« Comment une idée qui a tant séduit les esprits et les coeurs peut-elle en apparence avoir disparu si vite de notre horizon? »: telle une énigme criminelle à résoudre, l’interrogation posée par Thierry Wolton tient en haleine le lecteur jusqu’à la dernière page de son passionnant livre Penser le communisme (1). Celui à qui l’on doit Une histoire mondiale du communisme en trois volumes (Grasset, 2015 et 2017) nous décrit les origines du « moment communiste » (la Révolution française), le succès de son éclosion, les raisons de son échec (par « l’incapacité de la nation communiste à remplir concrètement ses promesses ») et les « héritiers » qu’il a laissés, la social-démocratie et, aujourd’hui, les démocraties illibérales.

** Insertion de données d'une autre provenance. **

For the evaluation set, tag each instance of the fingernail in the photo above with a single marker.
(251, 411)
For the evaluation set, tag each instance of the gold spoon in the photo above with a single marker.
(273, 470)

Les clés du succès de son implantation sont particulièrement éloquentes pour comprendre le communisme. Il a prospéré « dans des pays où l’Etat remplissait auparavant la plénitude de ses fonctions dirigeantes ou bénéficiait d’un prestige attaché à la personne de son détenteur », dans des Etats où des croyances antérieures se prêtaient à la fonction idéologique de la religion séculière marxiste-léniniste, et auprès de peuples qui ont entretenu une expérience douloureuse avec leur identité. Bref, la soumission à l’autorité, les croyances religieuses et le nationalisme, des usages pourtant éloignés de ses promesses d’origine mais indispensables à son emprise, ont permis au communisme de concurrencer, un temps, le capitalisme. Mais a-t-il « si vite disparu »? Thierry Wolton rappelle qu' »un cinquième de la population mondiale est toujours sous le joug d’un pouvoir marxiste-léniniste ». Du Laos à l’Erythrée et de Cuba à la Chine, « cet ultime modèle communiste (qui) survit grâce aux pires méthodes du capitalisme ».
(1) Penser le communisme, par Thierry Wolton, Grasset, 286 p.